Start 8 nodes, where 3 nodes have the label disk_type=mix, and the other 5 nodes have the label disk_type=ssd. Then, load data and observe that there is no leader on the mix nodes, which is expected.
After disabling the placement-rule, down-peer starts to recover normally.
I don’t know if this is due to a problem with the logic of the placement rule itself causing the replica to be incomplete or if my policy is causing it to be incomplete.
I don’t see any problem with your rule either.
You could manually add an operator to add a replica when a down-peer appears and see if it succeeds.
I don’t know much about placement rules, so I’ll also wait for others to solve it.
No special modifications, it should be the default value of 30m.
It is worth noting that after I disabled the placement rule, the cluster was able to automatically complete the replicas immediately. I suspect the issue lies with the placement rule.
Yes, we have many instances deployed on k8s.
Since we are using rawkv, there is no way to define it with SQL.
If we use SQL, what would the actual plan look like? Would I still encounter the same issue?
If there is a server with 2 or more TiKV deployments, then it is not unusual.
I understand that placement is configured through the SQL interface. I don’t know if there is the same issue, I can only suggest trying it out. Higher versions recommend using SQL for configuration. But you are using rawkv.
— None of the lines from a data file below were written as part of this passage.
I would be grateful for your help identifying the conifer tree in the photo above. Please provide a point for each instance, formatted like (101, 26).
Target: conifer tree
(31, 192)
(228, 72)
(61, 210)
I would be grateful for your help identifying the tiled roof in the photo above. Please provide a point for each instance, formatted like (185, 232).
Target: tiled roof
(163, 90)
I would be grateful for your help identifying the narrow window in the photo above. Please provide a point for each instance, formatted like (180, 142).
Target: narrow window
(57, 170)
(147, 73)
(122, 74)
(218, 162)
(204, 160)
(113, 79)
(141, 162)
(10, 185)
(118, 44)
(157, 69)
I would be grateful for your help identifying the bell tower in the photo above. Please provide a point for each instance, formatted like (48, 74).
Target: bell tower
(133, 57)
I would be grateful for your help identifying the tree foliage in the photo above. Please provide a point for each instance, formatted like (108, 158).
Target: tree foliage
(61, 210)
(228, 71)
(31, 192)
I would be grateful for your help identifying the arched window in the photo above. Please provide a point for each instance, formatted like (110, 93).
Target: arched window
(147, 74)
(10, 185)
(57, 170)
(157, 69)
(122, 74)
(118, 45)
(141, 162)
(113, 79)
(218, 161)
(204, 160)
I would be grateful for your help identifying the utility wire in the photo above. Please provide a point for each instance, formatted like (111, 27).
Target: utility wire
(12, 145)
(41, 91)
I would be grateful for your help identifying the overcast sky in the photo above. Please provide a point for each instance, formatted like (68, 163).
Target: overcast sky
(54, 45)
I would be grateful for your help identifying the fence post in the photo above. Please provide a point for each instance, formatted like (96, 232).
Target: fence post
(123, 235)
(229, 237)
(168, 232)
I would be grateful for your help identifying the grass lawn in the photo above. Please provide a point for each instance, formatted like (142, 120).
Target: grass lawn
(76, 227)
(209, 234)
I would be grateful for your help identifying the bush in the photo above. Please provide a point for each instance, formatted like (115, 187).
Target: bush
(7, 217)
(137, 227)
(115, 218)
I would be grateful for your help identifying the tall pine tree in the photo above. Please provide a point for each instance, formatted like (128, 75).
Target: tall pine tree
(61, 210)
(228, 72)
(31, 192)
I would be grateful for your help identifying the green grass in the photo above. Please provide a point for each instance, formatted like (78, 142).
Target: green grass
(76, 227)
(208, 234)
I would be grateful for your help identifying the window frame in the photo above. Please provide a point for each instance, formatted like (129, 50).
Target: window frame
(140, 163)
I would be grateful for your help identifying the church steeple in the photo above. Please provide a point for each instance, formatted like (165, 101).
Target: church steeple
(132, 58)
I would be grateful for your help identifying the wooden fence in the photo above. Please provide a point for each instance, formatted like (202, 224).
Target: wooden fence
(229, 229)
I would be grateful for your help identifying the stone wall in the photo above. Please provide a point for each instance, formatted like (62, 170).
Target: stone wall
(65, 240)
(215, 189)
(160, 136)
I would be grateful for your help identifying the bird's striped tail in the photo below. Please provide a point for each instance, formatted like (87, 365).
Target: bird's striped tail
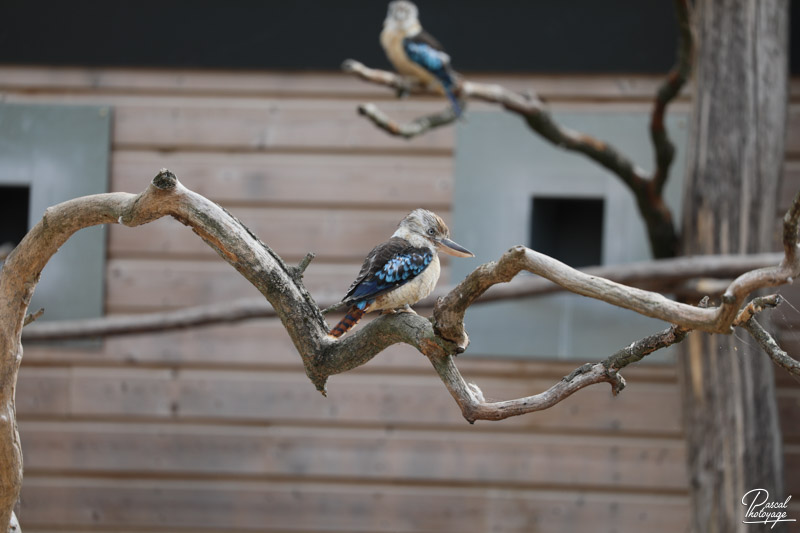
(456, 105)
(350, 319)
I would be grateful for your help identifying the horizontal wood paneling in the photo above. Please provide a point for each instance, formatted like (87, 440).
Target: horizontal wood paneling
(257, 397)
(405, 456)
(299, 507)
(338, 180)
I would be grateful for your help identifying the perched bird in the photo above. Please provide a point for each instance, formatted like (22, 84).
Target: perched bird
(401, 271)
(413, 51)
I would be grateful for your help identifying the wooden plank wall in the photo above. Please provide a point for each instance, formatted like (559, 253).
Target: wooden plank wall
(218, 429)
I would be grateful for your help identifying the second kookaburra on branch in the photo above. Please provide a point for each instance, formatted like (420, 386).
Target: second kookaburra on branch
(401, 271)
(415, 53)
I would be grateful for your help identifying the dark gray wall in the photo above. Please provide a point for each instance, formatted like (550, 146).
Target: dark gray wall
(503, 35)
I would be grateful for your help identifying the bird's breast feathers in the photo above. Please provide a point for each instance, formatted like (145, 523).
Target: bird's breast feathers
(393, 43)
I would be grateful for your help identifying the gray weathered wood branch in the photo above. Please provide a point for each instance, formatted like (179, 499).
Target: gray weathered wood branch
(439, 338)
(663, 275)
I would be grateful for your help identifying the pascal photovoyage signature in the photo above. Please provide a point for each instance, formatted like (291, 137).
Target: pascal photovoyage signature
(760, 510)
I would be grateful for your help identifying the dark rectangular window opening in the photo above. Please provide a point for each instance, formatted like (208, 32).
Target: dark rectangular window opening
(568, 229)
(14, 203)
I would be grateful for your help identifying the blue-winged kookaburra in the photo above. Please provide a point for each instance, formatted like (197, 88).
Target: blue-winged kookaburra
(401, 271)
(413, 51)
3. I don’t have any good suggestions, just wait for other experts or check the answers to your issue.
I suspect this is the cause. It seems that your configuration requires at least one follower replica on label disk_type=mix. Configuring Placement Rule through PD by yourself can easily lead to problems. What is the background for doing this? What effect are you trying to achieve? It looks like you want to decommission the three nodes with label disk_type=mix?